Nueva EPS deja a miles de pacientes con cáncer sin atención: crisis humanitaria en el sistema de salud

El Instituto Nacional de Cancerología anuncia que no recibirá nuevos pacientes adultos por falta de pagos de la Nueva EPS. Según la Asociación de Pacientes de Alto Costo, entre seis mil y nueve mil personas se verán afectadas por esta medida. El líder de la organización advierte que se vive la peor crisis humanitaria en la historia del sistema de salud colombiano, con pacientes que han perdido la esperanza de recibir atención a tiempo y medicamentos básicos como quimioterapias orales.
La salud en Colombia está en llamas. Mientras el Gobierno asegura que tiene recursos suficientes para financiar la atención, miles de pacientes con cáncer quedan sin puerta a donde tocar.

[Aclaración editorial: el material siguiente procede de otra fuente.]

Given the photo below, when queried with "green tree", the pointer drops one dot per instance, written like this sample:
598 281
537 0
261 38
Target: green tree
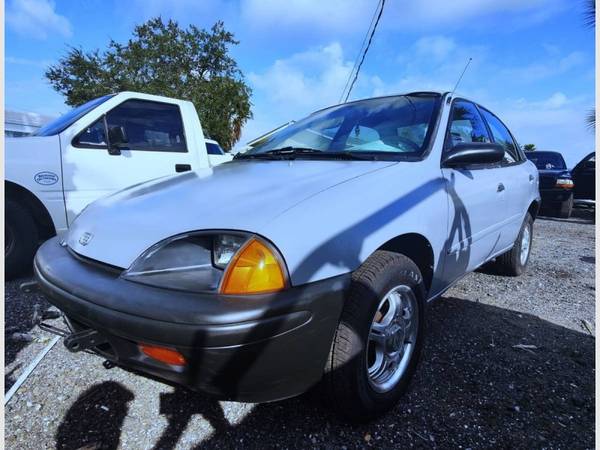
162 58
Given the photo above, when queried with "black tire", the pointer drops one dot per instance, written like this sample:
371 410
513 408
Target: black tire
509 263
21 240
346 378
565 208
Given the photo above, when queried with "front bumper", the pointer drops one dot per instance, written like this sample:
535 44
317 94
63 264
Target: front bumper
249 348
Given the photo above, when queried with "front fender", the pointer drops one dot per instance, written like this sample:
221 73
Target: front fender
335 231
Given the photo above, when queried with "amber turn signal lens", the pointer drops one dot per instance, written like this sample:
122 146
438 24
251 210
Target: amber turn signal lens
163 354
255 269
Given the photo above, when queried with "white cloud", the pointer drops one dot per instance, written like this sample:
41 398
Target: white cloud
332 15
27 62
553 123
293 87
548 67
437 47
306 80
340 16
37 19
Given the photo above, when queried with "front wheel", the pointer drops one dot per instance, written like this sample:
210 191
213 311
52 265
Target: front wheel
379 337
20 239
514 262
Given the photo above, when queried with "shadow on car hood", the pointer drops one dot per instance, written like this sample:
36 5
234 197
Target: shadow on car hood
240 195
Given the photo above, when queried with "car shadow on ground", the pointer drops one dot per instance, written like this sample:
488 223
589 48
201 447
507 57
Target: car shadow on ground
488 377
18 315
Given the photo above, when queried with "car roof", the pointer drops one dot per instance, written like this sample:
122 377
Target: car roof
415 93
546 152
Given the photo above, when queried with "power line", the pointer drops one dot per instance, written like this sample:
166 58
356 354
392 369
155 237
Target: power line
362 46
365 52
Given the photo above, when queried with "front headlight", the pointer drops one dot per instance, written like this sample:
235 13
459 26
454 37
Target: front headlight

El Instituto Nacional de Cancerología, una de las instituciones más importantes para el tratamiento oncológico en el país, anunció que ya no podrá recibir nuevos pacientes adultos. La culpa, según Néstor Álvarez, presidente de la Asociación de Pacientes de Alto Costo, es la Nueva EPS: la aseguradora con más afiliados en Colombia no está pagando y ha dejado a la institución con una deuda que ahoga sus operaciones.
En una entrevista con El Colombiano, Álvarez no tiene pelos en la lengua. Lleva 21 años liderando su organización y nunca había visto algo así. "Estamos viviendo la peor crisis humanitaria y de violación de derechos humanos en la historia del sistema de salud colombiano", afirma. Y lo dice sin exageración: los pacientes ya han perdido la fe. Algunos tienen decenas de fallos judiciales a su favor que nunca se cumplen, así que ni se molestan en interponer nuevas tutelas. "Se ha llegado a un punto en que las personas ya perdieron la esperanza. Ya no ponen quejas ni tutelas. La gente dice: tengo veinte desacatos, tengo diez desacatos, ¿para qué pongo tutela?", explica Álvarez.
Lo que pasa con el Instituto Nacional de Cancerología es apenas el síntoma más visible de un problema más profundo. Mientras la Nueva EPS dice que seguirá atendiendo a los pacientes que ya están en tratamiento, Álvarez cuestiona cuánto tiempo aguantará la institución sin recibir dinero. "Aunque nos den un parte de tranquilidad diciendo que los niños y los que ya están en tratamiento seguirán siendo atendidos, yo me pregunto: ¿hasta cuándo podrá aguantar el Instituto si no recibe recursos?", pregunta. La cifra es alarmante: entre seis mil y nueve mil pacientes nuevos se quedarán sin opciones en Bogotá porque simplemente no hay otra institución dispuesta a recibirlos bajo el contrato de la Nueva EPS. Álvarez cree que el comunicado de la aseguradora es apenas un parche: "Ese parte de tranquilidad solo sería real si mañana garantizan un pago al instituto y firman un acuerdo para atender nuevos pacientes. Si no, es un comunicado para salir del paso".
El panorama se agrava cuando se mira la opacidad del sistema. La Nueva EPS se niega a publicar datos claros sobre cuántos pacientes con cáncer tiene, cuántos están siendo atendidos en Antioquia o cuáles son sus compromisos reales. Álvarez denuncia que aunque el Gobierno dice que la Unidad de Pago por Capitación (UPC) es suficiente para cubrir la atención y que el 90 por ciento del cáncer está cubierto por este mecanismo, el dinero no llega. "¿Dónde está la plata en Nueva EPS?", pregunta directamente. Su organización ha intentado presionar desde una mesa de negociación llamada "Por la Vida", pero los resultados han sido pobres. Los interventores, asigna, aparecen apenas minutos y desaparecen.
Mientras tanto, los pacientes sufren en silencio. Los diagnósticos se tardan entre tres y seis meses. Los medicamentos, especialmente las quimioterapias orales, no llegan. Álvarez es claro en su diagnóstico: el Gobierno está haciendo política con la salud, pero lo está haciendo mal. "Ha sido una bandera mal gestionada, ya que sus acciones han terminado afectando la salud y la vida de muchos colombianos", sentencia. Su petición es simple pero urgente: que el interventor Jorge Iván Ospina ordene un pago inmediato al instituto y firme un acuerdo que garantice la atención de nuevos pacientes y el pago de la deuda acumulada. Sin eso, dice, todo lo demás es solo ruido.